そのうちの多くの商工会議所に、女性経営者等で構成される「女性会」という組織があるのをご存じだろうか。その全国組織である「全国商工会議所女性会連合会(以下、全商女性連)」は、1969年に設立され半世紀以上の歴史を持つ。全商女性連会長であり、東京商工会議所女性会の会長でもある市瀬優子氏に、女性活躍の現状や今後の展望について話を聞いた。
まず、全商女性連のビジョンについて聞いた。
「全商女性連は、日本商工会議所の定款に位置付けられた内部組織で、各地の女性会と連携しながら、女性による地域活性化と女性活躍を目指して活動を展開しています」
背景にあるのは、なかなか実現しない男女格差マインドの是正、特に女性経営者の少なさだ。
「日本はまだまだ男性社会で、ジェンダーギャップ指数も19年度は121位でした。内閣府も男女共同参画の実現に向けて様々な施策に取り組んでいただいていますが、20年度も120位と大きな改善は見られず、(ジェンダーギャップに関しては)後進国と言わざるを得ない状況です」
商工会議所では、幅広い分野で経営者のサポートを行っているが、商工会議所に対して、特に若い女性経営者たちからは「敷居が高くて…」という声も聞かれるのだという。しかし、その活動とコミュニティーの大きさには自信がある。
「全商女性連の会員は約2万1000人、女性会は全国に417あり、国内最大級の女性経営者ネットワークを有する組織です。コロナ禍によって活動を縮小せざるを得ない面もありましたが、例えば私が所属する東京商工会議所女性会では、「交流・観光」「社会貢献・少子化」「イノベーション推進」「国際ビジネス」の4つの委員会を設置しており、コロナ禍でもオンラインを活用して活発に活動しています」
東京商工会議所女性会は年間1万円の会費で、約300会員とのネットワークを活用できるという。コロナ禍の影響によって会員数減少を懸念していたが、ほとんど変わっていない。それだけ商工会議所女性会には、女性経営者等にとっての魅力があるからだろう。
女性経営者からは、経営に関する悩みの相談相手を見つけにくい、という声が多く聞かれるという。さらに、経営者でありながら、母親として子育てもしなければならず、仕事と家庭の両立に苦労する経営者も少なくない。
「経営者は、悩みを従業員には相談できません。同じ経営者として、女性会に入会すると、女子高の友達みたいな感じで、細かいことまで相談できる相手がいるというメリットがあることを、若い方にも知っていただきたいです。私も女性会に入って25年あまりになりますが、先輩方にとても親切にいろいろなことを教えていただきました。私自身、人に育てられたので、良きメンターになれるような形を作りたいと思っています」
孤立しがちな女性経営者同士を繋ぐ役割も、女性会は担っている。
会長として様々な企業と関わりを持つ市瀬氏だが、女性でも働きやすい職場づくりは着々に進んでいると実感している。

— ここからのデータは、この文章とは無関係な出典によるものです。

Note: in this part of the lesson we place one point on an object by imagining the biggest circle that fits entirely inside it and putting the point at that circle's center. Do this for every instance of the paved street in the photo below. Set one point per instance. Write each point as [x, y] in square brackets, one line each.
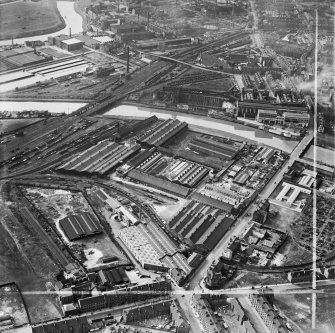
[243, 221]
[253, 315]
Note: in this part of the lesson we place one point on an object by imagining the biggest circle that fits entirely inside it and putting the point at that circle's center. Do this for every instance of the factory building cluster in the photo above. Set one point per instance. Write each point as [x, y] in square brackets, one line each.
[136, 240]
[162, 132]
[100, 158]
[275, 114]
[153, 249]
[262, 301]
[159, 308]
[115, 276]
[124, 296]
[201, 224]
[79, 226]
[212, 147]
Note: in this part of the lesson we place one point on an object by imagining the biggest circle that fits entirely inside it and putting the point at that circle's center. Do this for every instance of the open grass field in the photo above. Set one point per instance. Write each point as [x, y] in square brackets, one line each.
[28, 18]
[24, 259]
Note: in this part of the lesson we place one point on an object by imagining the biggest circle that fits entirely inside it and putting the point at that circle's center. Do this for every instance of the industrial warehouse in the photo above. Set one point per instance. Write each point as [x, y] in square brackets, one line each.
[201, 225]
[79, 226]
[101, 158]
[124, 296]
[209, 146]
[152, 151]
[162, 132]
[153, 249]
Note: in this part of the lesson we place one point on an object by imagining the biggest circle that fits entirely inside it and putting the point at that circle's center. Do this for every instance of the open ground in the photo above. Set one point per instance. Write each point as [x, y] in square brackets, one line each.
[28, 18]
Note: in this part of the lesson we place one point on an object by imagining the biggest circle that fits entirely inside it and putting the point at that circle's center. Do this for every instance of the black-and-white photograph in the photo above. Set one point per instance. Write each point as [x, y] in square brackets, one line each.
[167, 166]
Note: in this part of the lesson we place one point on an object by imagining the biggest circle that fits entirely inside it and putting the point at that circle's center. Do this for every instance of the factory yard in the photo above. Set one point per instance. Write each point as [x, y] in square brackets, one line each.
[323, 155]
[179, 171]
[19, 19]
[25, 259]
[59, 204]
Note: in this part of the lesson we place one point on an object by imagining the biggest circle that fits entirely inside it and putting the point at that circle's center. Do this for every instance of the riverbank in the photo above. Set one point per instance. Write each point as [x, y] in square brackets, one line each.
[25, 19]
[210, 125]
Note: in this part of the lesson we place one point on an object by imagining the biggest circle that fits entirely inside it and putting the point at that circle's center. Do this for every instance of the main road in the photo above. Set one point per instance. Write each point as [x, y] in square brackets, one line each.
[243, 221]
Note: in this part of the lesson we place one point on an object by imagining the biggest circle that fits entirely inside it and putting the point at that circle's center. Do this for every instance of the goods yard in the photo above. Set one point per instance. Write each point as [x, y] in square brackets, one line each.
[200, 224]
[153, 249]
[100, 159]
[12, 308]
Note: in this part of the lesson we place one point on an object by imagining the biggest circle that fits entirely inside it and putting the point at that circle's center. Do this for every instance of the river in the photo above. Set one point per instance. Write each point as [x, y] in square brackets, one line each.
[41, 106]
[72, 20]
[208, 125]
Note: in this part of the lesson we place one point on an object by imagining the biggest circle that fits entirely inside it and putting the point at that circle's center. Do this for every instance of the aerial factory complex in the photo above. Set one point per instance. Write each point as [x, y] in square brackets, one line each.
[167, 166]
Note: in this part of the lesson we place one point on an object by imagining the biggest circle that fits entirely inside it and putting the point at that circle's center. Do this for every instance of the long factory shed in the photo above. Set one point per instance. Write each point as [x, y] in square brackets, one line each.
[101, 158]
[162, 132]
[79, 226]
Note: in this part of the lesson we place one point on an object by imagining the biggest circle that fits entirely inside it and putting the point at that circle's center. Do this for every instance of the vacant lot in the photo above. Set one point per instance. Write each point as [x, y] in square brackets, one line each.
[28, 18]
[24, 259]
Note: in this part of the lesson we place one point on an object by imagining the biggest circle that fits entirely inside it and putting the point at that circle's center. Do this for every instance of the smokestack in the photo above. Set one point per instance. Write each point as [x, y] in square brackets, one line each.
[128, 60]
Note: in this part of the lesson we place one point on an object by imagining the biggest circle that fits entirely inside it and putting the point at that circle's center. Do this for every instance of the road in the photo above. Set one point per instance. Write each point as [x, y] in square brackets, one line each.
[253, 315]
[243, 221]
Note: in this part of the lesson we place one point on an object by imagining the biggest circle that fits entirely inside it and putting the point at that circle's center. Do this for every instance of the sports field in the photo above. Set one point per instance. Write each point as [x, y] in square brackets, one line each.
[28, 18]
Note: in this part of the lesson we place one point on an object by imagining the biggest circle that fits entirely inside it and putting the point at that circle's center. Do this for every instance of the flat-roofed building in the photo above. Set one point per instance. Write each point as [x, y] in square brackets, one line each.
[72, 44]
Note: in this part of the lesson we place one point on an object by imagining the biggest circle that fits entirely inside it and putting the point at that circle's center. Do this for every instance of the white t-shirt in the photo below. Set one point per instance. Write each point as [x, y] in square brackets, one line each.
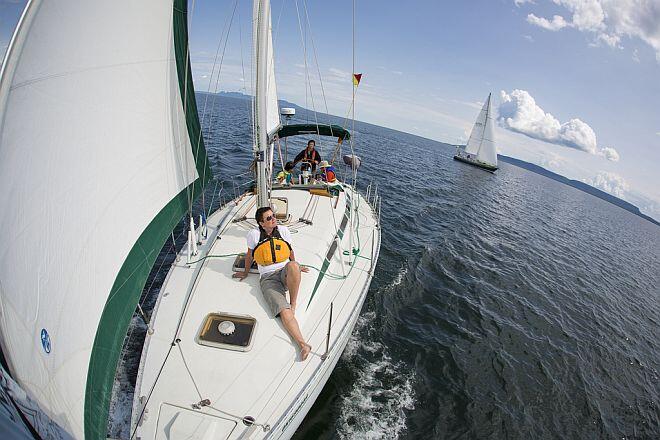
[252, 240]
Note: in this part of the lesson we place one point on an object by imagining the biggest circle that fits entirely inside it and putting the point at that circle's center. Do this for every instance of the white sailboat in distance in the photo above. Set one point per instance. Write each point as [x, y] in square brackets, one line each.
[101, 155]
[480, 148]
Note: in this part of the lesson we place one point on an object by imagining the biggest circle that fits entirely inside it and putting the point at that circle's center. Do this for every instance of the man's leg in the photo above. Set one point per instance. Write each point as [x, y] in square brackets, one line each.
[293, 282]
[291, 326]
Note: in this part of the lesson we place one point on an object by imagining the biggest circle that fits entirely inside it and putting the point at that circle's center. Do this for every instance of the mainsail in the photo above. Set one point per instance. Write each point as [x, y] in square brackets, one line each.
[481, 142]
[100, 156]
[267, 115]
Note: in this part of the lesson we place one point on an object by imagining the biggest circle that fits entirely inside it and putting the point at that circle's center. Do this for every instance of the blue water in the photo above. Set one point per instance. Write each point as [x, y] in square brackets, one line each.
[504, 305]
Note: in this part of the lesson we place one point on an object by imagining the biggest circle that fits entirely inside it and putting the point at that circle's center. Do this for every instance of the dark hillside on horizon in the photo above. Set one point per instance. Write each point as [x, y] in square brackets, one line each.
[579, 185]
[302, 112]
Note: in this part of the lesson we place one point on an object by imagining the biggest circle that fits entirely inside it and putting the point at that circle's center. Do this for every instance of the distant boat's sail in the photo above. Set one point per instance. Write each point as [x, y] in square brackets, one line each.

「全商女性連では、女性の経済社会への積極的な参画と活躍推進を目的として、女性ならではの視点で革新的・創造的な創業や経営を行っている女性起業家を顕彰する『女性起業家大賞』を2002年から実施しています。私も審査員としての応募書類を拝見していますが、応募者はとても熱心に書いてきてくださるので、相当な時間をかけて丁寧に読ませていただいています。各社とも、これは絶対女性じゃなければ思いつかないだろうという女性目線の事業や仕組みが多くあって、私も勉強させて頂いています」
また、今までは自分の事業を男性の親族に引き継ぎたいと考える男性経営者が大半だったが、最近では娘や姪など女性の親族に事業承継を行う経営者の話も耳にすることが増えたという。そうした経営者は圧倒的に戦後生まれが多いと市瀬氏は指摘する。
「一番重要なのは、環境と教育だと思っています。一概には言えませんが、戦後の教育を受けた男性は考え方が全然違うように思います。そういう方たちがトップに就く時代になっていますので、女性活躍に関してはむしろ後押しされているように感じます」
しかし、経営者に占める女性の割合は1割程度とまだまだ少数派だ。女性経営者の少なさはどこに原因があるのだろうか。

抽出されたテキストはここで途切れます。